These days, strangely, the sun doesn’t set. It merely melds into a haze, smudging the horizon with its veiled presence for a while before dusk takes over the reins.
Standing in the balcony watching it, I feel a dull ache in my heart blotted like the sun in the distance. I gently put my hand where the ache was felt and trace its amorphous form. Beneath the pounding surface, I hear whispers of old wounds, timbre of recent woes, and the chilling silence of nameless fears. Memories breach their banks and form tiny mirages in the corner of my eyes. Through the blur it spreads, life looks distorted and unrecognizable on the other side.
When did the familiar sights and sounds become fragments of an old crystal ball? When did we forget the true meaning of laughter and become adept at faking our smiles? Who put a macabre spin on our simple stories and small delights? Whose sinister plan was it? And who will fix it right?
I get no definite answers, neither from the elements outside nor from the voice inside.
Then I remember someone telling me that this won’t last forever, someday it will all end, but that is hardly a consolation. ‘Someday’ is not a date that I can mark on the calendar and wait for it to arrive. You don’t settle things in ambiguity, do you?
As the sun’s crimson smear blends with the grey of twilight and the streets get into garish neon lights, I reckon, ‘there are no guarantees of tomorrow. All that there is, is the certainty of this moment. The day has passed and the night is yet to fall.
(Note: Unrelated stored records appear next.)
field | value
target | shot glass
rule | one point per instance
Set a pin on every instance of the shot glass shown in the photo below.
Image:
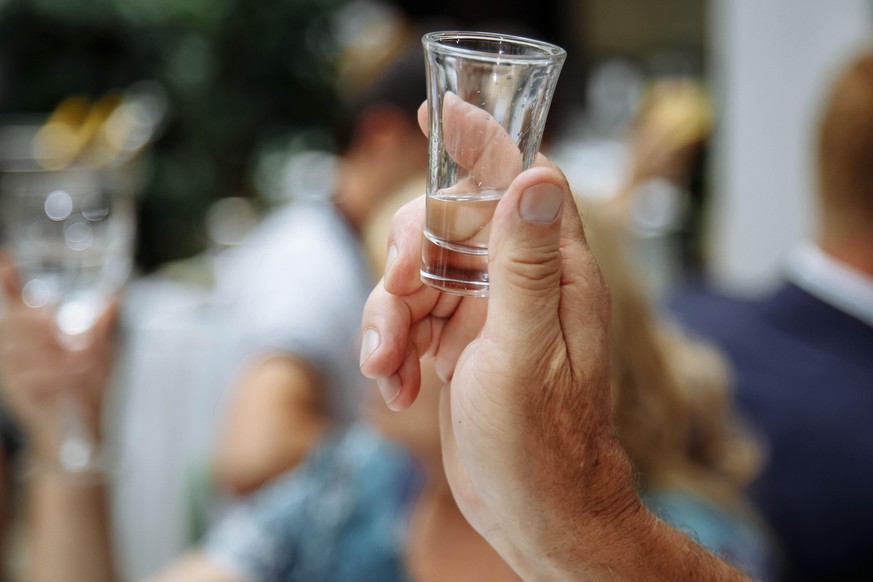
(488, 97)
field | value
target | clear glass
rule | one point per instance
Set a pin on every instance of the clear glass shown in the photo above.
(70, 233)
(491, 93)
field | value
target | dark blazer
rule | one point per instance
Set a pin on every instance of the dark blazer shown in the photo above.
(804, 381)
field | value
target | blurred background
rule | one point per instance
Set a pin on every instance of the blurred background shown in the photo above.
(239, 86)
(235, 106)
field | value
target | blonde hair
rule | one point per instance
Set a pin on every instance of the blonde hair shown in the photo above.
(672, 403)
(845, 146)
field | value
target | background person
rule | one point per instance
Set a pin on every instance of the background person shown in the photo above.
(802, 355)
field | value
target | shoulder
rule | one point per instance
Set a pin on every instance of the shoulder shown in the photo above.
(733, 533)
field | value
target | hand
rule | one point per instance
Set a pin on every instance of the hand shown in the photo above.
(528, 443)
(36, 366)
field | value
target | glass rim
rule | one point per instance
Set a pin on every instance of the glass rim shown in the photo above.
(437, 42)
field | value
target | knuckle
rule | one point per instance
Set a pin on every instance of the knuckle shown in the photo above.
(534, 270)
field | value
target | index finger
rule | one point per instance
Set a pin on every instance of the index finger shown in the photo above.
(477, 142)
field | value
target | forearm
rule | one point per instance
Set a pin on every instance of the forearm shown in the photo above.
(645, 548)
(69, 529)
(604, 531)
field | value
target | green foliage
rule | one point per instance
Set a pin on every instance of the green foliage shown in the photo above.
(238, 74)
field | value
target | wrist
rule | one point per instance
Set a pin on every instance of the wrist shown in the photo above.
(590, 523)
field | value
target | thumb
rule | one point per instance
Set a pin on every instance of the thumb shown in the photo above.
(525, 256)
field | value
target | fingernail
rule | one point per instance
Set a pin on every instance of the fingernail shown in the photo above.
(541, 203)
(389, 387)
(389, 260)
(369, 343)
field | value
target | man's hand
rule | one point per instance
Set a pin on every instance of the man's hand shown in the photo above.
(526, 413)
(527, 407)
(36, 366)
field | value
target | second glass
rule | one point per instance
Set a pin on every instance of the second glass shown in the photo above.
(488, 98)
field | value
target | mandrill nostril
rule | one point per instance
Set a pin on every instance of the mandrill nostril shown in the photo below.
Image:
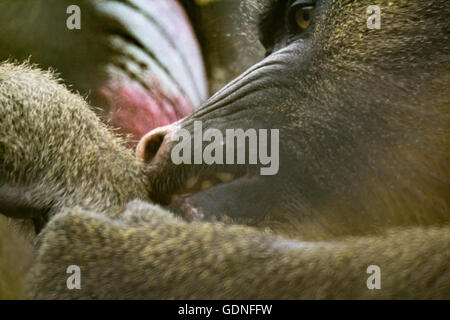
(153, 143)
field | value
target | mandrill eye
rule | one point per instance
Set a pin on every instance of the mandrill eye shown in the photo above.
(300, 15)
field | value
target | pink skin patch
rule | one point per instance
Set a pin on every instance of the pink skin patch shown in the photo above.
(136, 110)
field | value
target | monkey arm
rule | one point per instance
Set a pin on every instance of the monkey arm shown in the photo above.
(148, 253)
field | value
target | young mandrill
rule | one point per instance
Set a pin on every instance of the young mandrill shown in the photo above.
(58, 161)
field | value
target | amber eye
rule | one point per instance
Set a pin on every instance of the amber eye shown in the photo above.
(301, 14)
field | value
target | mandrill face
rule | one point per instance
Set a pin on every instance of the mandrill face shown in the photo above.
(354, 120)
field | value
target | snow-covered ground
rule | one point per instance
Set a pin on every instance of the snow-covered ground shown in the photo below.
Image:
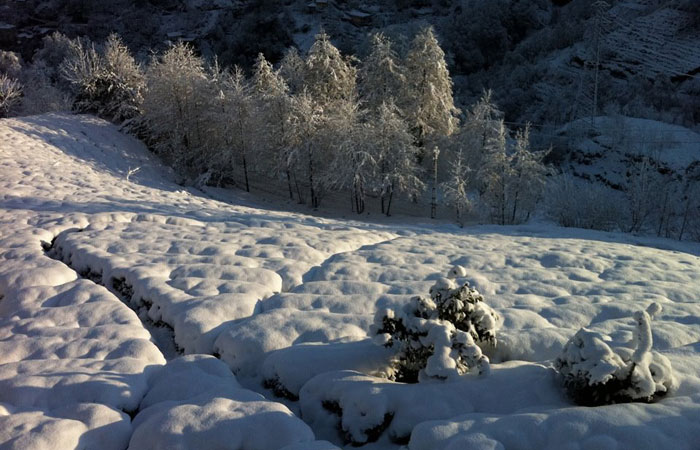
(99, 263)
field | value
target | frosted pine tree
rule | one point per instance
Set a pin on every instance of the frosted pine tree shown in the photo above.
(306, 121)
(272, 95)
(10, 94)
(381, 75)
(396, 155)
(456, 187)
(176, 106)
(430, 111)
(328, 76)
(528, 177)
(239, 96)
(292, 70)
(495, 173)
(354, 154)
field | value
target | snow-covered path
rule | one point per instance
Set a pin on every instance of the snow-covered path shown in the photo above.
(288, 298)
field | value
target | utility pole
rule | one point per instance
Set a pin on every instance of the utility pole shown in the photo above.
(601, 8)
(433, 202)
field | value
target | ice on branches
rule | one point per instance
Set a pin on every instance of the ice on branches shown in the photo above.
(594, 373)
(436, 338)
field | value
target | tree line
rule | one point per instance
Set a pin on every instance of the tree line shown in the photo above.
(322, 122)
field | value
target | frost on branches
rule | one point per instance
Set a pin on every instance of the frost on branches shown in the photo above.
(596, 374)
(437, 338)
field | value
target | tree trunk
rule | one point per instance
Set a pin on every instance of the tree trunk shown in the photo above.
(314, 203)
(433, 201)
(388, 206)
(289, 184)
(245, 172)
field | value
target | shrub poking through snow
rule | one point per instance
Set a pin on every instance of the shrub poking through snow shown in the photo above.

If I must live, I must seize the interim, own this twilight.’
I step inside and switch the room lights on.
At the altar, where the God pictures are lodged, I bring a lamp alive. The flame sputters a bit before steadying itself. I join my hands at once, hold them close to my chest and stare at the glow in front of me in anticipation. I wait for it to speak to me; say a few reassuring words, but all that it offers is a quiet incandescence. In it, the dull ache of the heart melds, like the murky, summer sun dissolving into the haze.